People have asked me "Is Moby Dick your favorite novel?" I don't like "best of" or "favorites" lists. I can tell you a bunch of novels I really like, but I won't rank them. Moby Dick is in that top group, but I know it's not a beloved book by the majority of readers. It's not easy. It feels very old. So what keeps me coming back to it?
I am not clear myself what it is about the book - or the whale - that keeps me coming back. Even Ishmael was unsure about what it was about the whale.
What the white whale was to Ahab, has been hinted; what, at times, he was to me, as yet remains unsaid...
Is it that by its indefiniteness it shadows forth the heartless voids and immensities of the universe, and thus stabs us from behind with the thought of annihilation, when beholding the white depths of the milky way?
And when we consider that other theory of the natural philosophers, that all other earthly hues — every stately or lovely emblazoning — the sweet tinges of sunset skies and woods; yea, and the gilded velvets of butterflies, and the butterfly cheeks of young girls; all these are but subtile deceits, not actually inherent in substances, but only laid on from without...

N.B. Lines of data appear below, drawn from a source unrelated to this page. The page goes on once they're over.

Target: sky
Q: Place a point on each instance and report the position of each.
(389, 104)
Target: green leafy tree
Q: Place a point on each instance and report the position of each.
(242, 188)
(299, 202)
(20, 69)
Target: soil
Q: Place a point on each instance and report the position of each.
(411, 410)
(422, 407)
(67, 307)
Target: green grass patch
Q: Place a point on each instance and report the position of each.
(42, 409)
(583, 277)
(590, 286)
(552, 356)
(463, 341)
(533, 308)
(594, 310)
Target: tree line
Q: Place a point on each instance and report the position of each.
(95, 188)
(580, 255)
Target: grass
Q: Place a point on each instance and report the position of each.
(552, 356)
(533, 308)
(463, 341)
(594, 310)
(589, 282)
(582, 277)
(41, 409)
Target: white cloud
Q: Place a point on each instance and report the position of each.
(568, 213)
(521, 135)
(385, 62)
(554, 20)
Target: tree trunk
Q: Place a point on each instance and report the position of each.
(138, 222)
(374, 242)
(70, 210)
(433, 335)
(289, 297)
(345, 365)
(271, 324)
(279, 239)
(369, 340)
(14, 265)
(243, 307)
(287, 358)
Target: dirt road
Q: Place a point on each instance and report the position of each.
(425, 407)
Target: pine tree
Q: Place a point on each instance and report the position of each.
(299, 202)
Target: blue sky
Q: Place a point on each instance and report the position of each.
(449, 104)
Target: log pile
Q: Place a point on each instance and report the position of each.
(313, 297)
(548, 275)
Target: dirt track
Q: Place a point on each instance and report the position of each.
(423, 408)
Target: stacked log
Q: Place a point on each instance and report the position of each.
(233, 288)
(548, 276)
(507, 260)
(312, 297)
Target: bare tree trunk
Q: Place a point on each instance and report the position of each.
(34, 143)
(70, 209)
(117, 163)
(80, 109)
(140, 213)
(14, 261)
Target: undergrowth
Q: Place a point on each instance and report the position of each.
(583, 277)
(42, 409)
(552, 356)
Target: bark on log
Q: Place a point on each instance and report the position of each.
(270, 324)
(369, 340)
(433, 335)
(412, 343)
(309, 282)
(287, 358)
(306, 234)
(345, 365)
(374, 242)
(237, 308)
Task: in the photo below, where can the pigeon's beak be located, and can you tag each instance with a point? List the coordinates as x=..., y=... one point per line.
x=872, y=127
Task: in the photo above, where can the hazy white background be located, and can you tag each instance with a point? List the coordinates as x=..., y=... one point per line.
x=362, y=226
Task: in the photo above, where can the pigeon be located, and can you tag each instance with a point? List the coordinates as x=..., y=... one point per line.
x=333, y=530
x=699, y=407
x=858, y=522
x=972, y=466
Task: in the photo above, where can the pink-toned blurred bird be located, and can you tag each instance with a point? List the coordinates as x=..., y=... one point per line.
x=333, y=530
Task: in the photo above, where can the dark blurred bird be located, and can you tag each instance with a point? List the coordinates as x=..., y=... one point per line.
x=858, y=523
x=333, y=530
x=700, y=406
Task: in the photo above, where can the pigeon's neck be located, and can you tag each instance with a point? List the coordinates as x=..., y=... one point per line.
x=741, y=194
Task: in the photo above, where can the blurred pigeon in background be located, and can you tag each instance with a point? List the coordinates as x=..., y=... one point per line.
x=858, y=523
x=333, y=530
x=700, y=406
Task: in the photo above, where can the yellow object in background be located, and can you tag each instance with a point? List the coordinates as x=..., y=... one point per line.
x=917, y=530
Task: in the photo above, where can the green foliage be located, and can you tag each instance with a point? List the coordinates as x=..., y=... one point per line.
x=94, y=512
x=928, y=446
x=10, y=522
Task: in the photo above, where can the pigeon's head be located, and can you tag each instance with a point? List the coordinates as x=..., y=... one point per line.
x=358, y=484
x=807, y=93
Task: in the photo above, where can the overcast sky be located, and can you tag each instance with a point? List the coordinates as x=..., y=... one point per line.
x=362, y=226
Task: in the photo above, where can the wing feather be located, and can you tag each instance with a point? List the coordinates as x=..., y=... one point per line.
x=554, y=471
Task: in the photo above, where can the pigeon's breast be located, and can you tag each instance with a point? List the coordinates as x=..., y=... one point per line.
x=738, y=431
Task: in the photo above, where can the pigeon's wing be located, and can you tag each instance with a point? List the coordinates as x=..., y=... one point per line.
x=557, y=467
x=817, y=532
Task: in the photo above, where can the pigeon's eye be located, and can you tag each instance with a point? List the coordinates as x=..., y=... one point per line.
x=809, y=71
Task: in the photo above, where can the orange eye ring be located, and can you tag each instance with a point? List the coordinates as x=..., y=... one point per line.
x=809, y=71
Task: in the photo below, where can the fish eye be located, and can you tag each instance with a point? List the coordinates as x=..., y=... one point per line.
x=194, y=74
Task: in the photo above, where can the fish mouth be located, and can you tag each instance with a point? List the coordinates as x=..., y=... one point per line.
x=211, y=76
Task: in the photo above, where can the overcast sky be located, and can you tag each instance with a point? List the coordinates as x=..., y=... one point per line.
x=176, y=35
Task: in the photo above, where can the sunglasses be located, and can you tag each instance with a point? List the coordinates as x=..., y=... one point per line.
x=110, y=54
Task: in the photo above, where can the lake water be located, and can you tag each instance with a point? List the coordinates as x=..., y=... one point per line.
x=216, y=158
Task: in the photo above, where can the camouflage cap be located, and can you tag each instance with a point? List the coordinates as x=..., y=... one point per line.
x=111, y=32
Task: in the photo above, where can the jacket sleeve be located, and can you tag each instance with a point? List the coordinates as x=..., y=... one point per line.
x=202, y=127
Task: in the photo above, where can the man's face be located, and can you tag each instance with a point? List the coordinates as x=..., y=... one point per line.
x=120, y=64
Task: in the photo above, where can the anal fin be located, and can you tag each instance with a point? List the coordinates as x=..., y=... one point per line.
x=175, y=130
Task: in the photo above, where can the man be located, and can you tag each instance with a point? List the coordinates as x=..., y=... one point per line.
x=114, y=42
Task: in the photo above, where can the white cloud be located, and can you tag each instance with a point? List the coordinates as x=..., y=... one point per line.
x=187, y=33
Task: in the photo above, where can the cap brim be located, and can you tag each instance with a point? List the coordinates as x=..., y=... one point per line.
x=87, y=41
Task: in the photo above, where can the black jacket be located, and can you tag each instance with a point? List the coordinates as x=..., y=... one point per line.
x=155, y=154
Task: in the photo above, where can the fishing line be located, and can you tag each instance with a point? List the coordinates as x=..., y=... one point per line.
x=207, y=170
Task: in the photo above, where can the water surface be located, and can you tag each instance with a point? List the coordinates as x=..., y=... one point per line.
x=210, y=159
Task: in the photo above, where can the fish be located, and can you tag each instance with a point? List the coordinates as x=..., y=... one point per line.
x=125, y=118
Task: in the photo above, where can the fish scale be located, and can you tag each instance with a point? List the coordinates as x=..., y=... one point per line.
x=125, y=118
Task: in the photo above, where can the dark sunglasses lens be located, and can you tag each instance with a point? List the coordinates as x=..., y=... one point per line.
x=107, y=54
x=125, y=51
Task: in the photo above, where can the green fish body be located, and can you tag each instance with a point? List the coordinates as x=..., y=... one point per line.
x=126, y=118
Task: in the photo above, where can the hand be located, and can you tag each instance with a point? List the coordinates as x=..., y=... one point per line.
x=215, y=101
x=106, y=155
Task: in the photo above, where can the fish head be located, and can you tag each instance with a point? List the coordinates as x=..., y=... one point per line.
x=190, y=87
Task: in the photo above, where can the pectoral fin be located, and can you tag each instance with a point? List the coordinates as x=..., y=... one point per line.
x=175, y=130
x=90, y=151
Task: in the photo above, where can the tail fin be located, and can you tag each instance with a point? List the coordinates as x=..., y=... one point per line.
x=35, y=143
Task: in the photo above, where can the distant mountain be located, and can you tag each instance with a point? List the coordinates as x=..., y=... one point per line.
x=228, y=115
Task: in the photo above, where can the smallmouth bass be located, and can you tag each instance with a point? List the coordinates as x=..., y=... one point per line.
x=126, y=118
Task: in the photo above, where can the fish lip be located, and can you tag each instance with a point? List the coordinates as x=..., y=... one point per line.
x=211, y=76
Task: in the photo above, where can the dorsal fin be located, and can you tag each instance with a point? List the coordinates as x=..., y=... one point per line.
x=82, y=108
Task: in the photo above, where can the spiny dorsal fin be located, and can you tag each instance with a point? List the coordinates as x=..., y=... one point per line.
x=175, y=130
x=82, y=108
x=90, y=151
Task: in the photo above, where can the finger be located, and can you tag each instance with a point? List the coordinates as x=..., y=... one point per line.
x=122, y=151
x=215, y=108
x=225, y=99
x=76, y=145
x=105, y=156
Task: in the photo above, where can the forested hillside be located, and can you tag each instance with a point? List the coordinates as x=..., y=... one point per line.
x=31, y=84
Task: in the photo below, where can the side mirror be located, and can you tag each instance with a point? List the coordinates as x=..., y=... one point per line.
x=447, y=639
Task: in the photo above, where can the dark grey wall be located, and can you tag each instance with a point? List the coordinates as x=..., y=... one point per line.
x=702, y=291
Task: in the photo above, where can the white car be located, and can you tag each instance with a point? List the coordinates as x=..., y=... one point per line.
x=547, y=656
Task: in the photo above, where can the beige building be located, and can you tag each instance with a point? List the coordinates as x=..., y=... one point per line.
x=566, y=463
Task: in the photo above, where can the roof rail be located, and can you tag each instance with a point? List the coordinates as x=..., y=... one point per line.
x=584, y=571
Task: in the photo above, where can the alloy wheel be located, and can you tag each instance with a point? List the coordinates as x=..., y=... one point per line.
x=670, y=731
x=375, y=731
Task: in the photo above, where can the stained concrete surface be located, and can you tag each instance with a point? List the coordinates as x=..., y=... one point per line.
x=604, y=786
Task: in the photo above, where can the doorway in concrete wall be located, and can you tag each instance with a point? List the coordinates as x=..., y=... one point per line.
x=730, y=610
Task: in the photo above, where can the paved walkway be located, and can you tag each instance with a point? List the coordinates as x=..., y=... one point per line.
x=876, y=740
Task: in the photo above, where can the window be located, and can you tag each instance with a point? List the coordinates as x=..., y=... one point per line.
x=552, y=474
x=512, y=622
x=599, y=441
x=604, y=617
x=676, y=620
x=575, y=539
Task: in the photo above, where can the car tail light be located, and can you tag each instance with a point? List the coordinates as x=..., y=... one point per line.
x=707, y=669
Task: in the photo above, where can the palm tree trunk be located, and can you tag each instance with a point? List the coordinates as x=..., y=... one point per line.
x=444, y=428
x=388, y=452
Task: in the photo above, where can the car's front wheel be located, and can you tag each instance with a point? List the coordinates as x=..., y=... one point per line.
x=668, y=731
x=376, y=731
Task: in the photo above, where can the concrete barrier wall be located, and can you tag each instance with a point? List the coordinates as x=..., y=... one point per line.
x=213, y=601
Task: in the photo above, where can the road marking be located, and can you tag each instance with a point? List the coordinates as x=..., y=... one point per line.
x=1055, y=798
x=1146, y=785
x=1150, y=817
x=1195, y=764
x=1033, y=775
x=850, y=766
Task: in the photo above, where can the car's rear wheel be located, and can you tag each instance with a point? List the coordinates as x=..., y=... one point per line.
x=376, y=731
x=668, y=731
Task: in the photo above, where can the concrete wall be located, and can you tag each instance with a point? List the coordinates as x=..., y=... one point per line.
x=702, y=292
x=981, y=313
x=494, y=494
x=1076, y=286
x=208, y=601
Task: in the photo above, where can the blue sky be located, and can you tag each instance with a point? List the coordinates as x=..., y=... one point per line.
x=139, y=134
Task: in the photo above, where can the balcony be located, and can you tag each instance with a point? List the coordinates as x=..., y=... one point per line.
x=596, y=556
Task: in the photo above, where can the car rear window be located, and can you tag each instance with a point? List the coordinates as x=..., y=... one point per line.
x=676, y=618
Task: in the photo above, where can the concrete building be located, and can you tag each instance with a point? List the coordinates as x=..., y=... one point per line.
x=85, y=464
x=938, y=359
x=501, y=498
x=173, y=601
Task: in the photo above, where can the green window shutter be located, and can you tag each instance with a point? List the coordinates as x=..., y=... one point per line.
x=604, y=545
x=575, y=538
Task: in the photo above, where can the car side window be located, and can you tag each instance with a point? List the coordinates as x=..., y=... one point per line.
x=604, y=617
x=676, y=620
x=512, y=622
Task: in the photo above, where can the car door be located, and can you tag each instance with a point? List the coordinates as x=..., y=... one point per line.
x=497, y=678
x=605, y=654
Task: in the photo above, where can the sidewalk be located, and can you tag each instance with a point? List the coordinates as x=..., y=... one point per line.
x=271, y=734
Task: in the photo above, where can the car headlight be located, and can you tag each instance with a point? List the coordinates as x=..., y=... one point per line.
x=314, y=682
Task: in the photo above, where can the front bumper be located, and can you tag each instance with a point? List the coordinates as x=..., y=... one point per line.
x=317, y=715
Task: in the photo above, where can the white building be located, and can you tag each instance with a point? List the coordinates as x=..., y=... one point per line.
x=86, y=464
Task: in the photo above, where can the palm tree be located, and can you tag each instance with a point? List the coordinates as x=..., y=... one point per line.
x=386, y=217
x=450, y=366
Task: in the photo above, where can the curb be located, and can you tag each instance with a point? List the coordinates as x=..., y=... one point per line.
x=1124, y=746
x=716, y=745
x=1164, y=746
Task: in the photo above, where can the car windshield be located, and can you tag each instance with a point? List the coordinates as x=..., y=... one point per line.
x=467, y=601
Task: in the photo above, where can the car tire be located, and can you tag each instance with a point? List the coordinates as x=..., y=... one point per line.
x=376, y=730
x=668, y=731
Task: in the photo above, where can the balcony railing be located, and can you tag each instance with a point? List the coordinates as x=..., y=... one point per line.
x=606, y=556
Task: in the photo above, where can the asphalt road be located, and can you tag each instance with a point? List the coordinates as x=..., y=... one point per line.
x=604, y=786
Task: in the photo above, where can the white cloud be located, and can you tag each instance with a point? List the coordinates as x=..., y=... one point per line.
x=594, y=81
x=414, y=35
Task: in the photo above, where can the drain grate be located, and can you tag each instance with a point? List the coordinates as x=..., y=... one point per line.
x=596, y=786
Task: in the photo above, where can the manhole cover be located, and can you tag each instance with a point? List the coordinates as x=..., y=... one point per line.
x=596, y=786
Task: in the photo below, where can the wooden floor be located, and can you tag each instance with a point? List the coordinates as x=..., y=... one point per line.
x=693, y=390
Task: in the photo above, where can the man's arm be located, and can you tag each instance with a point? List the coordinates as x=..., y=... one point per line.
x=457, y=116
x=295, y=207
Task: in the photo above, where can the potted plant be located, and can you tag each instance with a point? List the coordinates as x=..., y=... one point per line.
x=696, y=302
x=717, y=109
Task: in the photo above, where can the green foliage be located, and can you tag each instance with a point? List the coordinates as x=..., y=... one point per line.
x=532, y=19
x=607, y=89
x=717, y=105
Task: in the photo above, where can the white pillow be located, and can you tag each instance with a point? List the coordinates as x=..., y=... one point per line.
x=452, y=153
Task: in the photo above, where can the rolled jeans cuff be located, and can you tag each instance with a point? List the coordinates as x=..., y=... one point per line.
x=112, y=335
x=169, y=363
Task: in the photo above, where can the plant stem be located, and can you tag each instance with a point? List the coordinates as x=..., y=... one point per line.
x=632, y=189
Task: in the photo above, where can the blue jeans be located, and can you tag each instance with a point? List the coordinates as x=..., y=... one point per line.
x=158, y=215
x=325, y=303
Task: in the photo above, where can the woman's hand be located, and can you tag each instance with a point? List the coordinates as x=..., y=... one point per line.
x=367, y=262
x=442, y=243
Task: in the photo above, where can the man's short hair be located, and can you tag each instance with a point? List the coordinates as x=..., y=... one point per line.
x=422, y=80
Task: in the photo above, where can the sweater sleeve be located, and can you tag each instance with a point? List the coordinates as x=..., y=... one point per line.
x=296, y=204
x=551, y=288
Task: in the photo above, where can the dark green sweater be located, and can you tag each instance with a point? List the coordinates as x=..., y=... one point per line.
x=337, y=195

I wrote a short poem, "The Pequod and the Rachel," about one aspect of the story.
It was the Pequod that pursued Moby-Dick,
but in the end Melville wanted us
to remember that it was the Rachel,
searching again for her own missing children,
who came upon Ishmael – yet another orphan.
Do I feel orphaned these days? "Orphaned" is not a bad choice for how I feel. To stay in the watery world, "shipwrecked" might also be a good way to describe how I was feeling. Key word there: "was." It passed. Time has a way of doing that in most cases. Maybe reading some Melville helped. Maybe I needed a sunny, dry day and a good hot cup of tea.
Slowly crossing the deck from the scuttle, Ahab leaned over the side and watched how his shadow in the water sank and sank to his gaze, the more and the more that he strove to pierce the profundity. But the lovely aromas in that enchanted air did at last seem to dispel, for a moment, the cankerous thing in his soul... From beneath his slouched hat Ahab dropped a tear into the sea; nor did all the Pacific contain such wealth as that one wee drop.